If I was requested to write a query, that required 14 tables, in the query I would break the query into probably 3 ctes. I learned from a Microsoft sql book ( There used to be a Wikipedia page that described this as well and even had a table) that ... the number of possible query execution plans exponentially increases with the number of tables in the join (other other things being equal. indexes etc). And if there are too many possible execution plans, the query engine will stop looking at possible execution plans, take the best and just execute. So if you have too many tables you may not get the best plan.
It's correct that if you have many tables in a query, there are chances that the optimizer will not get it 100% perfect, because the estimation errors can multiply rapidly. That is, it is not only a matter of trying different order, it also a matter of getting the estimates correct.
However, the CTEs you are planning will not have any impact of this. A CTE is just a local macro, and the algebrizer will expand the CTE into the query before the optimizer sees it. And the CTE is a logical construct. The optimizer may recast the computation order, and never compute the CTE as such.

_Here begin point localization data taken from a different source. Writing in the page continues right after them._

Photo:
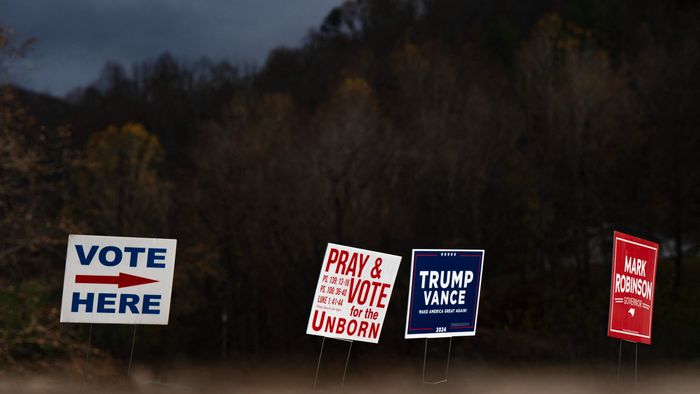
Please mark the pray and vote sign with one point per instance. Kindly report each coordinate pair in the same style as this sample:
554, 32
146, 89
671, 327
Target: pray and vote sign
118, 280
632, 288
352, 294
444, 293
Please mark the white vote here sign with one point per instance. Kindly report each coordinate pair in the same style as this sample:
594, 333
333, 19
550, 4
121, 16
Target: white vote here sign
120, 280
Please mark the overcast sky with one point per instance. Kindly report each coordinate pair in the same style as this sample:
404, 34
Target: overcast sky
76, 37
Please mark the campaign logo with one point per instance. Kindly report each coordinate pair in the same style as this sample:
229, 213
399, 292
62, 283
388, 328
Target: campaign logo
444, 292
632, 288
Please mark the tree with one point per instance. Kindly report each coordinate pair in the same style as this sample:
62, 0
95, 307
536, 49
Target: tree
119, 188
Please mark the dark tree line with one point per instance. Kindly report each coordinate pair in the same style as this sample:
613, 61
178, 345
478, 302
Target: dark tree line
530, 129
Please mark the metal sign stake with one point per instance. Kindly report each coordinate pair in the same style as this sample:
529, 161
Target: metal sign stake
447, 367
635, 365
347, 361
619, 361
131, 356
87, 354
318, 365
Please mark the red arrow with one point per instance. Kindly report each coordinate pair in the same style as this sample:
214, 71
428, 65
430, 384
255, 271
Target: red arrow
121, 280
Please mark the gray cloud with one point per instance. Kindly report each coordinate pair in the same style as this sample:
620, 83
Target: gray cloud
76, 37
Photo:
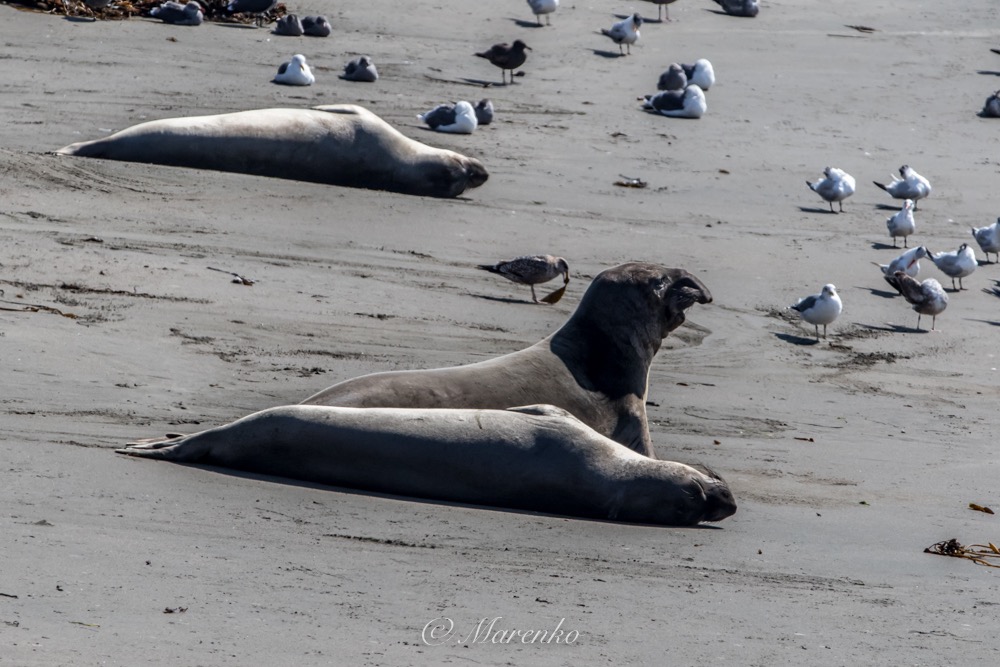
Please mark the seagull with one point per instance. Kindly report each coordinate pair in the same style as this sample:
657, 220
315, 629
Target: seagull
673, 78
956, 264
178, 14
927, 297
506, 57
360, 69
484, 112
531, 270
902, 223
908, 263
911, 186
295, 72
822, 308
836, 186
260, 8
687, 103
747, 8
459, 118
663, 6
316, 26
991, 109
289, 25
540, 7
624, 32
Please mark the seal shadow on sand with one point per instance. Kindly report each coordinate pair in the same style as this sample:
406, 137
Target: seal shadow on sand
288, 481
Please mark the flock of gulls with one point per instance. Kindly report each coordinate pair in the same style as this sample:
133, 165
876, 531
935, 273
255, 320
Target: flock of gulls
927, 297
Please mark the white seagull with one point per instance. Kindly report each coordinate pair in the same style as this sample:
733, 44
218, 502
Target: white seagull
822, 308
624, 32
459, 118
540, 7
927, 297
908, 263
687, 103
902, 223
988, 239
956, 264
836, 186
295, 72
911, 186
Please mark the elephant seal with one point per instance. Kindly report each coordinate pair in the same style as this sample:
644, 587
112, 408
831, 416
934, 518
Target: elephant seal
535, 458
338, 145
596, 366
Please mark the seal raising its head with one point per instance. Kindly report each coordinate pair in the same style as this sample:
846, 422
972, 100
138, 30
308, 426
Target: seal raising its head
596, 366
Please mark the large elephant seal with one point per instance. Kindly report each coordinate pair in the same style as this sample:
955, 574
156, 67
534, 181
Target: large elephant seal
338, 145
536, 458
596, 366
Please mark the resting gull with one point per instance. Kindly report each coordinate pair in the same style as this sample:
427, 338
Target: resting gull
178, 14
360, 69
540, 7
956, 264
624, 32
927, 297
911, 186
458, 118
531, 270
902, 223
835, 186
908, 262
506, 57
822, 308
988, 239
295, 72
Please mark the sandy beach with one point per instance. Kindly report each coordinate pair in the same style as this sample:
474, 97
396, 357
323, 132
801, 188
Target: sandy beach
847, 457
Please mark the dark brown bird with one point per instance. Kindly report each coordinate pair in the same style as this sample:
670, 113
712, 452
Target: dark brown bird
531, 270
507, 57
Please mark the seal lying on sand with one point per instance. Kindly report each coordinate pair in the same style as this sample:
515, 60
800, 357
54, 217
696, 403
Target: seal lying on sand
536, 458
337, 145
596, 366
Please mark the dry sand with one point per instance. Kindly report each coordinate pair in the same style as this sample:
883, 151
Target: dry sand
848, 457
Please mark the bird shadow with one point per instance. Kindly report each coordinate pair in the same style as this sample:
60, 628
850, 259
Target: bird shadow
797, 340
885, 294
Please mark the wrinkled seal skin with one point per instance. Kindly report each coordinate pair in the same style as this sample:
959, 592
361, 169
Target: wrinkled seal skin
338, 145
596, 366
536, 458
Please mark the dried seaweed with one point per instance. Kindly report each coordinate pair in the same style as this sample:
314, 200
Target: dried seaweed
980, 554
214, 10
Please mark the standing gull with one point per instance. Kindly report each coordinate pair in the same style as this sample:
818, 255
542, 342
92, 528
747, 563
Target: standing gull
956, 264
902, 223
746, 8
624, 32
295, 72
459, 118
927, 297
822, 308
506, 57
532, 270
540, 7
178, 14
908, 262
911, 186
687, 103
836, 186
360, 69
988, 239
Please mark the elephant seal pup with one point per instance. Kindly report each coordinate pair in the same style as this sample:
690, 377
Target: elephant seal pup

What sometimes is a good idea is to materialise intermediate results in a temp table. Since a temp table has statistics, this can help the optimizer to estimate the next step more accurately. But obviously, materialising the data into a temp table will also add overhead. And if you make an incorrect choice, you can degrade performance quite a bit.
This is a demo query from one of my presentations:
WITH OrderAmounts AS (
SELECT OD.OrderID, SUM(OD.Quantity * OD.UnitPrice) AS Amount
FROM dbo.[Order Details] OD
GROUP BY OD.OrderID
)
SELECT O.OrderID, C.CustomerID, C.CustomerName, C.City, OA.Amount
FROM dbo.Orders O
JOIN dbo.Customers C ON O.CustomerID = C.CustomerID
JOIN OrderAmounts OA ON O.OrderID = OA.OrderID
WHERE O.OrderDate = '19970421'
ORDER BY O.OrderID;
The database has one million orders and the CTE says "Compute the sum of all orders". Yet this query returns instantly, because the optimizer realises that it only has to compute the sum for the orders on the given date.
Next part of my demo goes like this:
DROP TABLE IF EXISTS #OrderAmounts;
CREATE TABLE #OrderAmounts (OrderID int NOT NULL PRIMARY KEY,
Amount decimal(20,2) NOT NULL);
INSERT #OrderAmounts (OrderID, Amount)
SELECT OD.OrderID, SUM(OD.Quantity * OD.UnitPrice) AS Amount
FROM dbo.[Order Details] OD
GROUP BY OD.OrderID;
SELECT O.OrderID, C.CustomerID, C.CustomerName, C.City, OA.Amount
FROM dbo.Orders O
JOIN dbo.Customers C ON O.CustomerID = C.CustomerID
JOIN #OrderAmounts OA ON O.OrderID = OA.OrderID
WHERE O.OrderDate = '19970421'
ORDER BY O.OrderID;
This runs in five seconds on my demo machine, because this time SQL Server are very clearly instructed to compute the sum of all orders.
There is a second aspect when you have a complex query: it may also help you to get the query right by saving data into intermediate tables that permits you inspect the data to verify that your logic is correct.